The court ruled this occurred when in 2009 the company announced the closure of its DB scheme to future accrual, effective from 2011, as previous changes to the scheme had given employees reasonable expectations about the future benefit accrual and early retirement policy.

Changes to the IBM scheme 

  • 2004: Project Ocean – IBM presented proposals to increase the member contribution rate for contributory DB plans and reduce the accrual rate for the non-contributory DB plan. It agreed a parent company guarantee and to pay contributions to reduce the DB plans’ past service deficit.
  • 2005-06: Project Soto – IBM gave members the choice between staying in the DB schemes with two-thirds of salary increases being pensionable or transferring to an enhanced DC plan while retaining a final salary link. In discussion of these changes IBM indicated that there were no plans for further changes.
  • 2009: Project Waltz – IBM presented proposals to close the DB plans to future accrual and make future pay increases non-pensionable for active DB members. It also created an early retirement window and a new early retirement policy, as well as allowing former active DB members into the DC scheme.

Sources: IBM, Sackers

The court has yet to rule on what remedies should be made. Lawyers have said the decision has implications for how trustees and employers make changes to their schemes.
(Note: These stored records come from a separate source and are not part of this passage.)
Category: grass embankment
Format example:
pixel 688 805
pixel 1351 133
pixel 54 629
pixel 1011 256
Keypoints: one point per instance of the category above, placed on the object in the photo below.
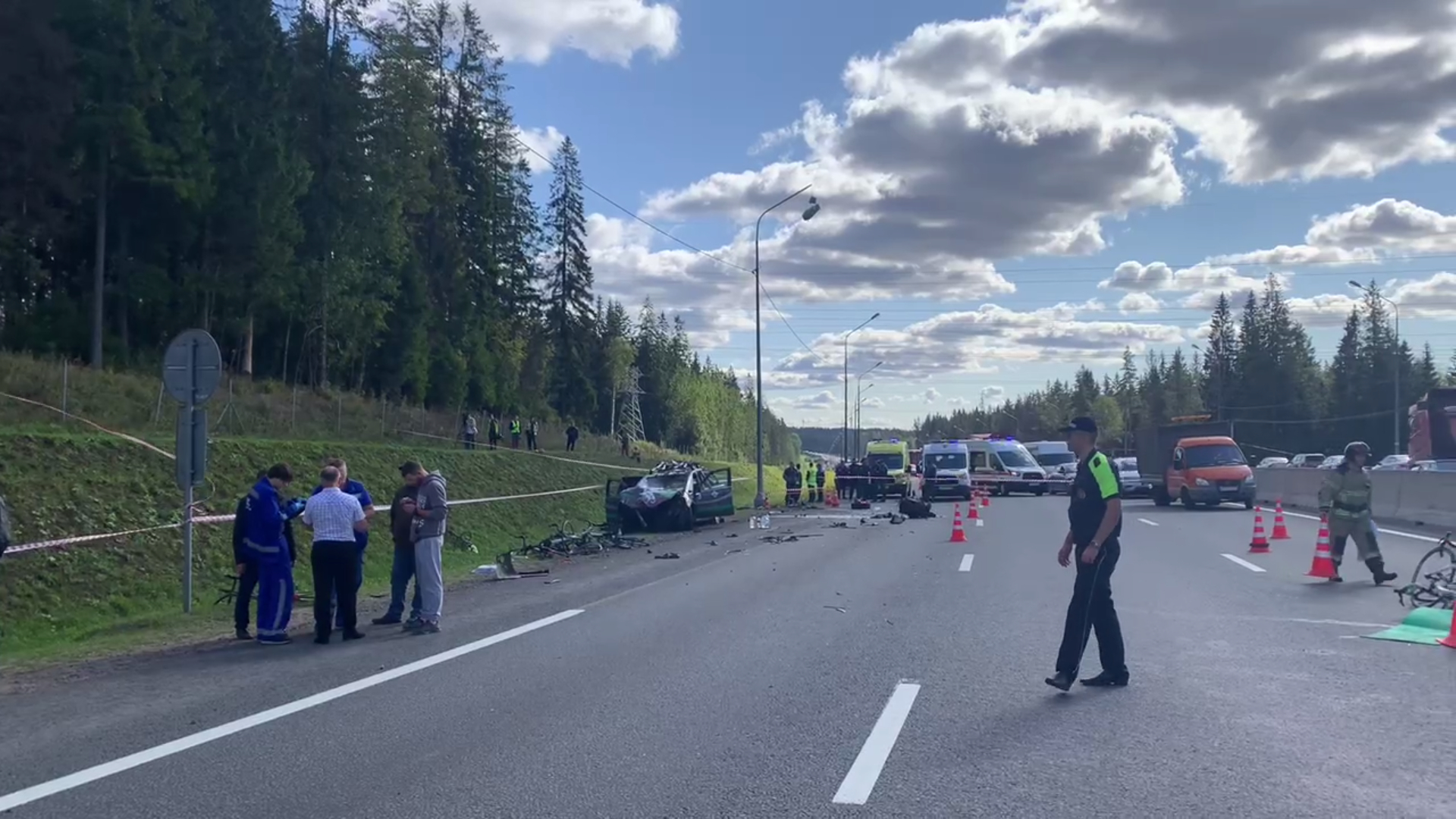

Jennifer Bell, partner at law firm Nabarro, which represented the IBM pension scheme trustees, said: “Where proposals are being made to trustees, they need to look at those with respect to other events or changes that have happened previously and what the communications were.”

Employers should also consider past decisions when making future changes to their schemes, Bell said.

IBM issued a statement saying it disagreed with the court’s ruling and intends to appeal. There will also be a further ruling by the judge on ‘non-pensionability agreements’, made to carry through the company’s decision that there would be no further pensionable salary increases for active members.

“The court’s opinion acknowledges IBM’s right to make changes in its UK pension programmes,” said a spokesperson for IBM in a statement. “But we believe the court applied an incorrect legal standard in invalidating IBM’s exercise of that right.

“IBM fully intends to seek leave to appeal at the appropriate time, and remains committed to providing its employees and retirees compensation that is competitive and in line with market conditions,” the spokesperson continued.

The court has ruled that IBM was in breach of its contractual duty of trust with regards to the 2009 non-pensionability agreements, but has yet to come to a decision on similar agreements signed in 2011.

“The timetable for one or more of the parties to request permission to appeal may well be suspended until the outstanding matters related to the 2011 non-pensionability arrangements and the issue of remedies have been addressed,” said Robert Tickell and David Kay, co-chairs of the trustee board, in an update on the IBM Pensions Trust website.

James Bingham, associate at law firm Sackers, said the decision served as a lesson to trustees to make sure that when communicating changes they are not binding themselves on future decisions.

“If you make a change now, you can’t give a commitment [that might] give members a realistic expectation that there won’t be further changes,” he added.